LAWS(RAJ)-1959-4-8

HARI SINGH Vs. RANG BAHADUR

Decided On April 27, 1959
HARI SINGH Appellant
V/S
RANG BAHADUR Respondents

JUDGEMENT

(1.) THE circumstances that give rise to this second appeal are that Rang Bahadur and Raj Babu sons of Shiv Dayal and Munshilal brought a suit against Hari Singh and Murli in the court of the SDO Behror on 22. 6. 56 for recovery of possession on the ground that the defendants had wrongfully trespassed upon the land in dispute and hence ought to be ejected therefrom. THE trial court after framing necessary issues recorded the evidence of the parties and granted a decree with costs in favour of the plaintiffs on 14. 10. 57. One of the defendants Murli went up in appeal before the Additional Commissioner and in the memorandum of appeal that was filed by him on 17. 10. 57 Rang Bahadur and Hari Singh were impleaded as respondents. Nothing was stated in this memorandum as regards the other two, Raj Babu and Munshilal, in whose favour as well a decree was passed by the trial court. It may be observed here that the copy of the decree issued by the trial court to the appellants contains the names of all the three plaintiffs in the title of the suit. In the copy of the judgment issued by the trial court to the appellant contains the names of all the 3 plaintiffs in the title of the suit. In the copy of the judgment issued by the trial court to the appellant the name of Rang Bahadur alone appears in the title though the first line of the judgment starts with the assertion that the suit was instituted by Rang Bahadur and two others. On 20. 12. 57 application was put up before the lower court by Murli to the effect that as in the judgment of the lower court the name of Rang Bahadur alone appears and as it was known subsequently that Raj Babu and Munshilal were also joint with him as plaintiffs in the suit, permission may be granted to the appellant to join them in the appeal. This application was rejected by the lower appellate court and the appeal was rejected on the ground that as it had become time barred against two of the plaintiffs it should fail in toto. Hence this second appeal before us.

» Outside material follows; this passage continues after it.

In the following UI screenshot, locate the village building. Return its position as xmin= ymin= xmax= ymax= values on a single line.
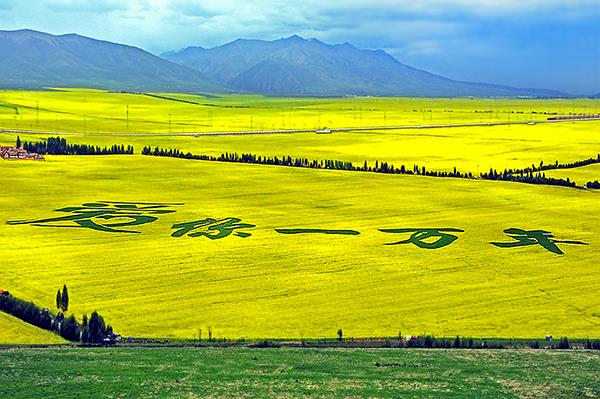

(2.) WE have heard the learned counsel for the parties and have examined the record as well. The learned counsel appearing for the appellant has argued before us that the appellant's counsel was misled by the certified copy of the judgement of the trial court in believing that the suit was filed by Rang Bahadur alone and as such the appellant should not be penalised for the lapse of his advocate as the appellant himself being illiterate did all that could be expected of him by engaging a lawyer. It has been replied by the respondent that the name of all the plaintiffs appeared in the certified copy of the decree and in the first sentence of the certified copy of the judgment as well and if trouble had been taken to read either of them carefully the position would have been perfectly clear. It has also been argued that sec. 5 of the Indian Limitation Act or sec. 151 C. P. C. has no application to the present case as it is governed by the provisions of Order 41 Rule 20 C P. C.

(3.) IN AIR 1958 Andhra Pradesh 743 it was observed that Order 41 Rule 20 is not specific terms made subject to sec. 22 of the Limitation Act as in the case of Order 1 Rule 10 CPC. But the clause "interested in the result of the appeal" introduces a restriction on the power of the appellate courts namely that the persons ought to be added should be affected by the result of the appeal. The plain meaning of this clause cannot leave any room for doubt that before a party to a suit could be introduced as a supplemental respondent his interest in the appeal must be made out, i. e. it should be shown as to how he would be affected by the decision in the appeal if he does not appear and contest the matter. Prima facie if the time for filing the appeal had expired against a person who was exempted by the trial court a valuable right, viz holding a decree in this favour is acquired by the person and there is no reason why this right should be destroyed. It was also pointed out that Order 41 Rule 33 does not enable a court to add a party for the purpose of giving a decree against him if it could not be done by virtue of Order 41 Rule 20 CPC.